Mahadev Desai was an Indian independence activist and nationalist writer; he was most famously known for being the personal secretary of Mahatma Gandhi.
Desai was a young lawyer in Ahmedabad when he decided to join Gandhi along with Narhari Parikh, Mohanlal Pandya and Ravi Shankar Vyas, and became his most devoted secretary for 25 years, from 1917 to 1942. The four were the earliest supporters of Gandhi.
Mahadev Desai was arrested with Gandhi during all the nationalist revolts. The chief period of interest is the time Gandhi was incarcerated in the Yeravda Jail near Pune, Maharashtra from 1931 to 1934. Desai wrote most of his important works on Gandhi during this period. He was arrested on the morning of August 9 after Gandhi's call to the British to Quit India and sent to the Aga Khan Palace for imprisonment. On August 15, 1942, Mahadev Desai died of a massive heart-attack at the age of 51.
Gandhi was devastated by Desai's death at a young age. Both Gandhi and his wife Kasturba Gandhi had seen him as their son, and his death was mourned by Gandhi's supporters across the country.
Desai wrote several books on the non-violent struggles led by Gandhi in India, and a diary called Day to Day with Gandhi in nine volumes.
Besides writing a day-to-day diary, Desai also contributed regularly to Young India and Navajivan, two journals of which Gandhi was the editor. During Gandhi's incarceration, Mahadev took up the responsibility of the editor of Navajivan. He also translated Gandhi's autobiography, The Story of My Experiments with Truth, into English.

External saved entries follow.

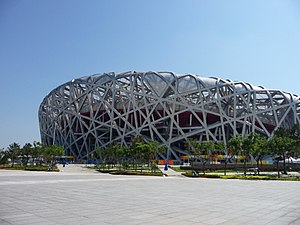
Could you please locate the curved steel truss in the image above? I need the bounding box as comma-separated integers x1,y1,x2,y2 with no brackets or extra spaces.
39,71,300,160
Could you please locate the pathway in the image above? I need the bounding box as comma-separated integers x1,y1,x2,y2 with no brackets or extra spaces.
158,165,185,177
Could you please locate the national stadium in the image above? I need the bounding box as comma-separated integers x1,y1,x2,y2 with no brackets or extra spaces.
38,71,300,160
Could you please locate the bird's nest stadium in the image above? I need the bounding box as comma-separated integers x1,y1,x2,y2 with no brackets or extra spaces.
39,71,300,160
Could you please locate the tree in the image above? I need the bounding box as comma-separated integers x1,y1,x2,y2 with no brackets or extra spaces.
199,141,215,175
241,133,259,175
133,143,150,172
125,145,136,170
0,148,9,165
21,143,32,168
186,139,217,175
109,143,118,166
93,146,102,161
42,145,64,170
228,135,244,171
286,125,300,158
119,146,130,170
31,141,43,165
131,136,145,170
186,138,200,175
214,141,228,175
148,141,166,163
7,143,20,167
267,127,300,176
268,135,295,177
248,133,268,175
94,146,106,166
114,143,126,170
100,143,125,169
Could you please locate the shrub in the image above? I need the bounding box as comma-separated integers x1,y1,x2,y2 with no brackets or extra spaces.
183,173,300,181
97,169,118,173
25,165,59,172
109,170,163,176
0,165,59,172
200,174,221,178
0,165,24,170
183,173,221,178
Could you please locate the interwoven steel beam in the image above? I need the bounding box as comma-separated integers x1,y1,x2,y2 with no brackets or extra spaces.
39,71,300,160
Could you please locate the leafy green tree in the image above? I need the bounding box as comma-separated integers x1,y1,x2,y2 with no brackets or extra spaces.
7,143,21,167
154,142,167,172
108,143,118,165
119,146,130,170
214,141,228,175
228,135,244,171
93,146,103,161
21,143,32,168
114,143,126,170
0,148,9,165
241,133,259,175
129,137,165,172
31,141,43,165
94,139,167,173
125,145,136,170
202,141,216,163
112,143,123,166
42,145,64,170
133,143,150,172
286,125,300,158
248,133,268,175
100,143,125,169
186,139,217,175
268,135,295,176
186,138,200,175
131,136,145,170
94,146,110,169
199,141,215,175
102,144,114,168
148,140,166,166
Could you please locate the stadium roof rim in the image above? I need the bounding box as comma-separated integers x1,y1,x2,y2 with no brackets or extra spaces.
41,71,300,107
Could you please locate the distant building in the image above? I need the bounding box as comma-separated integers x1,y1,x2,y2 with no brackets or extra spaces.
39,71,300,160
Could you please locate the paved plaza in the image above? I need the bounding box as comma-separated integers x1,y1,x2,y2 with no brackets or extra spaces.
0,165,300,225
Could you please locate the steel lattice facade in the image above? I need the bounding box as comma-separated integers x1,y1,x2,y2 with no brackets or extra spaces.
39,71,300,160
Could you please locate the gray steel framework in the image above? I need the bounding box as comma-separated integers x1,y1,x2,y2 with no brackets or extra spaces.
39,71,300,160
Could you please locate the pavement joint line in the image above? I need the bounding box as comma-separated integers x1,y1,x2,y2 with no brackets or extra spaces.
0,176,171,186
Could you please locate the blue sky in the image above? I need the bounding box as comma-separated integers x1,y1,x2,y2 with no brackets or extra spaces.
1,0,300,148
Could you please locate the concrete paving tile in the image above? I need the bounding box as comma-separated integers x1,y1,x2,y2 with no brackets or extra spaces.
217,214,240,220
271,216,300,223
25,221,59,225
244,218,277,225
154,217,183,224
84,221,110,225
285,212,300,217
1,213,33,220
189,213,222,222
170,213,199,220
7,217,53,225
0,219,13,225
202,218,228,225
290,218,300,225
105,217,143,225
189,216,213,223
127,213,156,220
1,169,300,225
171,220,205,225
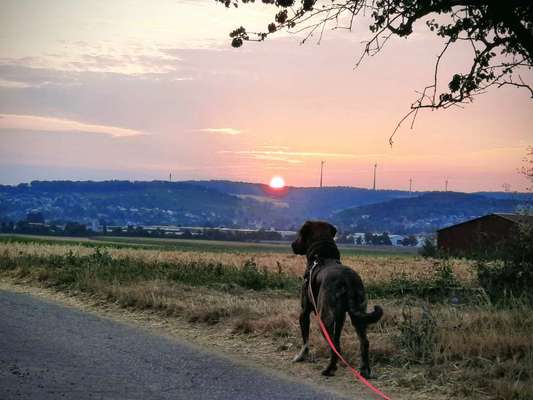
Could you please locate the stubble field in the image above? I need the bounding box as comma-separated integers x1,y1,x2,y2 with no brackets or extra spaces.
0,235,531,400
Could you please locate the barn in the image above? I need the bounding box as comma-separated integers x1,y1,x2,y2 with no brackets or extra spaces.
437,213,533,255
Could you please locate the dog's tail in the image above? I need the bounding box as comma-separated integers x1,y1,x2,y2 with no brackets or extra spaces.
349,305,383,325
346,281,383,325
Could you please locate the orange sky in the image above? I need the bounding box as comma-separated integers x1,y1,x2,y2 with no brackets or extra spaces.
0,0,531,192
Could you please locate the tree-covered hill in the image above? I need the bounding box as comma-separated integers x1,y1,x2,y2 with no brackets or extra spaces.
0,180,529,233
333,192,528,234
0,181,246,227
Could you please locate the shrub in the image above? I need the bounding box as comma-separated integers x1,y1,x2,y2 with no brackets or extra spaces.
419,238,437,258
476,222,533,303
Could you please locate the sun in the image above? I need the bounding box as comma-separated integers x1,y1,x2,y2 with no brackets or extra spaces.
269,176,285,189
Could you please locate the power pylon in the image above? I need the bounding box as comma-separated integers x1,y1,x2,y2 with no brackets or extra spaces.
320,161,325,188
372,163,377,190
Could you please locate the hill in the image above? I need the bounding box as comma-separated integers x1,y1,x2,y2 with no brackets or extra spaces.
0,180,530,233
1,180,413,229
0,181,247,227
333,192,529,234
186,180,412,216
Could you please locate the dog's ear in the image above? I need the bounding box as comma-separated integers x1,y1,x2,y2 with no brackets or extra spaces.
300,221,313,238
328,223,337,238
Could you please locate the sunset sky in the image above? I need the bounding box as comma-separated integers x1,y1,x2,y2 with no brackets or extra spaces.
0,0,531,192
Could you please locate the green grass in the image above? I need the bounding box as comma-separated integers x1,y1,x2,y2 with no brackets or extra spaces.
0,248,301,293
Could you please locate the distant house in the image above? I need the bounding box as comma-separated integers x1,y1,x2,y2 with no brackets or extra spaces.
388,234,405,246
437,213,533,255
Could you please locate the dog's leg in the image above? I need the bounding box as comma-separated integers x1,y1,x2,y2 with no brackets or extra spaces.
321,312,345,376
354,322,371,378
293,284,311,362
292,308,311,362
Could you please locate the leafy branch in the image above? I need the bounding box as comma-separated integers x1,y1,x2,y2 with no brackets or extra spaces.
216,0,533,142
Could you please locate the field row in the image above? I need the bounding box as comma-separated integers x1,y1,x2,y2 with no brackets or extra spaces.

Motilal Nehru, father of Jawaharlal Nehru, requisitioned the services of Mahadev Desai in 1920 from Gandhi to edit the daily newspaper, Independent, from Allahabad. Desai created a sensation by bringing out a hand-written cyclostyled newspaper after the printing press was confiscated by the British government. Desai was sentenced to one year rigorous imprisonment for his writing. In prison, Desai saw that the jail authorities mistreated prisoners, frequently flogging them. His report describing the life inside an Indian jail, published in Young India and Navajivan, compelled the British authorities to bring about some drastic jail reform measures.
Desai was among the founding members of the All India Newspaper Editors' Conference. He also frequently contributed to various nationalist Indian newspapers such as Free Press, Bombay Chronicle, Hindustan Times, The Hindu and Amrita Bazar Patrika.
His son Narayan Desai is also a non-violent activist.